What are the rules for cyclists on the road or when using a wheeling lane?
When on the road, people wheeling must follow all the rules of the road, like using hand signals and obeying all traffic control. Like drivers, people wheeling shouldn’t change lanes or turn unless there is a safe gap. People wheeling must yield to pedestrians and are able to change lanes to left at intersections.
What are best practices for cars turning on and off Silver Springs Blvd N.W.?
People driving must yield to people wheeling when turning, just like they would have before the outside lanes were dedicated.
It is illegal to stop in the bike lanes, so pick up at St. Sylvester school must be on side streets or the lane behind the school.
What type of data is being collected throughout this pilot and how is it being used?
The data being collected on this project will help answer the goals of the community and project. Here are some of the questions and data we are studying:
- Will travel times increase along Silver Springs Boulevard?
- Data includes travel time measurements
- Will traffic increase on other streets?

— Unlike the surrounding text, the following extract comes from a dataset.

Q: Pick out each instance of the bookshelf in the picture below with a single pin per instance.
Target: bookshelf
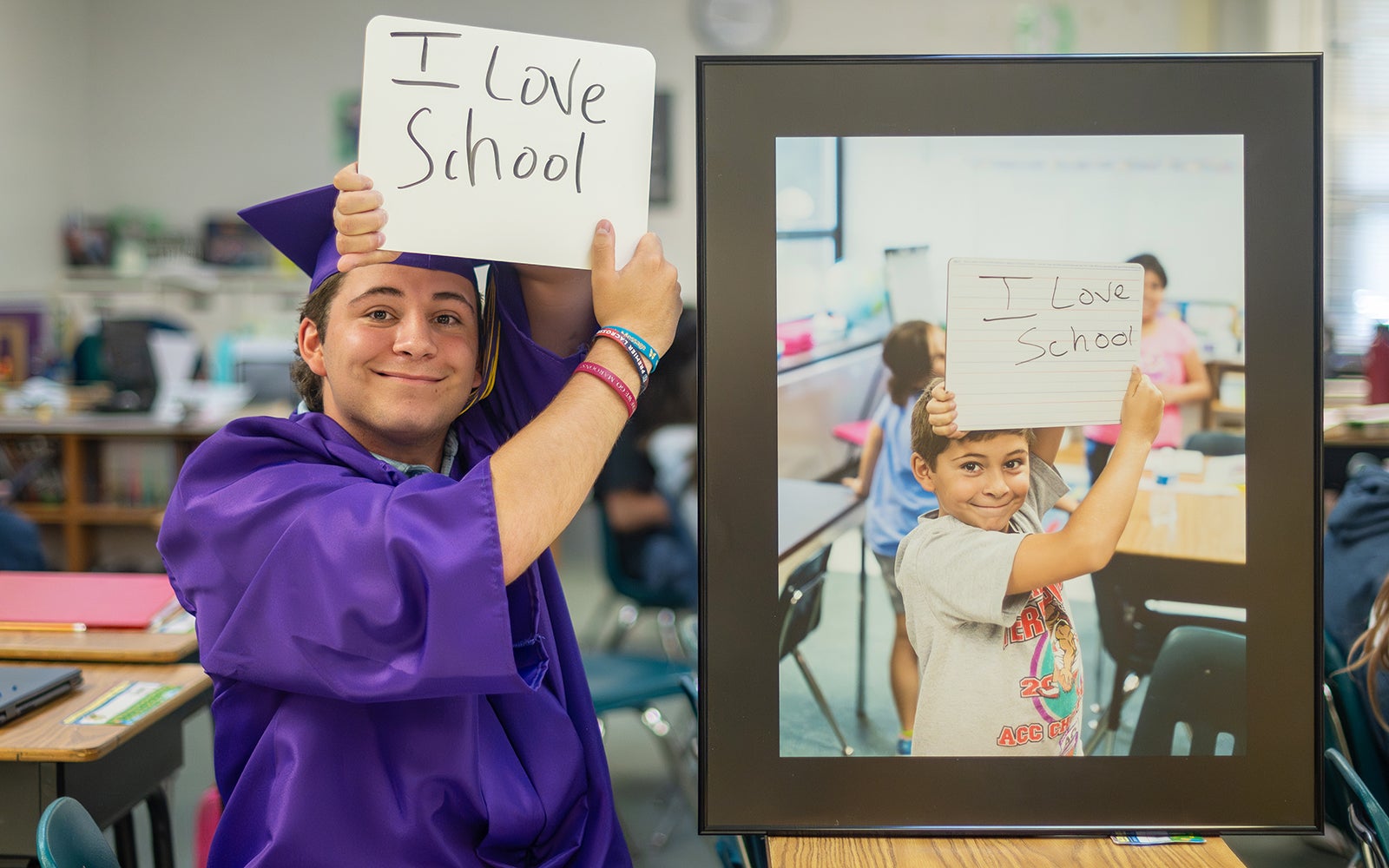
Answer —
(95, 472)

- Data includes counts at intersections along the route to see if the changes on Silver Springs Boulevard will cause shortcutting
- Are people using the wheeling lanes?
- Data includes counts of people walking, wheeling and driving at several intersections along the corridor
- Are the wheeling lanes safe?
- Safety reviews have been conducted, video conflict analysis is being completed to assess how the corridor is performing and any collision data will be studied with Calgary Police Services
How do the wheeling lanes affect parking along Silver Springs Blvd?

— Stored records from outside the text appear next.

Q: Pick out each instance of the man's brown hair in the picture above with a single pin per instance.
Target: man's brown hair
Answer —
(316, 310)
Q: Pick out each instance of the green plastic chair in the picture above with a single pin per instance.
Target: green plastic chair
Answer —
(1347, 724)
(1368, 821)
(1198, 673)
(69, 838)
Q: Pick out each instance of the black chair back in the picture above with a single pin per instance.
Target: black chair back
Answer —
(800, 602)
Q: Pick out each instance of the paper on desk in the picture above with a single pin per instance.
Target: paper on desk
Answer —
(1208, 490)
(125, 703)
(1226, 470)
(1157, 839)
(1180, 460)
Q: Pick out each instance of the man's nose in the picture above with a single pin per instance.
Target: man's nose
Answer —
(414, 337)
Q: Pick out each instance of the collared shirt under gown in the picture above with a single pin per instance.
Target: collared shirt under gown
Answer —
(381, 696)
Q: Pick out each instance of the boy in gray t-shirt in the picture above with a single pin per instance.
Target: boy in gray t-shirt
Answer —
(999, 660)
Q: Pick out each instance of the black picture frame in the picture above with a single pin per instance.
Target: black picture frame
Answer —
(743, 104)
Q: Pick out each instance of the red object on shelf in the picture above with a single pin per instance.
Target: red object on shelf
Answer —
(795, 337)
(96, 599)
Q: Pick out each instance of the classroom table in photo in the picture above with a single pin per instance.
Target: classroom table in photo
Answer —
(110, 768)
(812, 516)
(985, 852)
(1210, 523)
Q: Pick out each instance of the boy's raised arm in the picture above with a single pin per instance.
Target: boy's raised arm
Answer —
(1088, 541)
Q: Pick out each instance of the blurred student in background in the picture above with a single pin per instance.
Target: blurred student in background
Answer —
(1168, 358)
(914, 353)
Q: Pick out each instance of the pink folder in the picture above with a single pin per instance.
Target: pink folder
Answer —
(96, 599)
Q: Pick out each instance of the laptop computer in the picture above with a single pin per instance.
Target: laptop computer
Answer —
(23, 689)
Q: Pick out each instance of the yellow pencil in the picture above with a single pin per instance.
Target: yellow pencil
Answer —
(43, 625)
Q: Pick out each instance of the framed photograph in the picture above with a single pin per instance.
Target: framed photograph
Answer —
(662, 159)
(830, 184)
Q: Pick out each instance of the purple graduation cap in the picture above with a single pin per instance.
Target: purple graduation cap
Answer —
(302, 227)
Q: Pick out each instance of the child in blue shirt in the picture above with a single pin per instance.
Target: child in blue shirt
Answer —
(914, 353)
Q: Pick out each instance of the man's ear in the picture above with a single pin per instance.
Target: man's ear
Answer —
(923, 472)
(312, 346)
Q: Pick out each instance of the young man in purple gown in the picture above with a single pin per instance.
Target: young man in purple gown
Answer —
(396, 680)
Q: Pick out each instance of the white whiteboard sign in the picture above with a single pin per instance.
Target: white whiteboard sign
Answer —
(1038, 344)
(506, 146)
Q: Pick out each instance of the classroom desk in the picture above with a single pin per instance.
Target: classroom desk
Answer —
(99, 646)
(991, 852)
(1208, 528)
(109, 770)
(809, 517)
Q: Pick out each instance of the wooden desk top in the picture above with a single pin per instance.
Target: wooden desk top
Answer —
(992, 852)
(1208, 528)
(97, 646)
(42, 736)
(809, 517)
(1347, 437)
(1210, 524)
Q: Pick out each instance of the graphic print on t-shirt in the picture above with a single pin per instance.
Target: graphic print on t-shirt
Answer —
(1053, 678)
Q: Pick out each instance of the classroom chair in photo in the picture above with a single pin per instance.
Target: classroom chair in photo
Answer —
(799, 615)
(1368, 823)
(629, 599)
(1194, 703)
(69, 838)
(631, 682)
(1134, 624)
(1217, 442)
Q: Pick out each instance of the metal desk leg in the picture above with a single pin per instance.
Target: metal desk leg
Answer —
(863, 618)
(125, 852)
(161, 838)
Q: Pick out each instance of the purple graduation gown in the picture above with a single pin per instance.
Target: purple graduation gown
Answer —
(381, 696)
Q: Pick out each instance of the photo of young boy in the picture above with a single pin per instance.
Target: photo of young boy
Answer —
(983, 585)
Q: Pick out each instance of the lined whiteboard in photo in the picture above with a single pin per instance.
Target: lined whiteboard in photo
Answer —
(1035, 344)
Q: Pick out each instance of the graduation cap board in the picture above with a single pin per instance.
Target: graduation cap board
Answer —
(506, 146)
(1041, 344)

Generally, there is no parking along Silver Springs Boulevard, though some parking spaces have been added to provide more access to Bowmont Park.
- Fall 2020 – Public engagement on travelling and living in the community
- Winter 2020 - Public engagement to validate and prioritize criteria for selecting mobility improvements
- Spring/summer 2021 - Temporary wheeling facilities and other traffic calming and pedestrian improvements installed throughout the community
- Winter 2021 - Public engagement to evaluate the wheeling facilities, traffic calming measures and pedestrian improvements
- Spring 2022 - Public engagement feedback shared with the project team and used to inform the final project
- April 2023 – Construction on pilot lane extension and sidewalk upgrades near Spring Hill Village begins.
- May 2023 – Construction on additional traffic calming improvements in Silver Springs begins.
- May/June 2023 – Construction on pilot lane extension and sidewalk upgrades near Spring Hill Village begins.
This work is being done in partnership with the Silver Springs Community Association.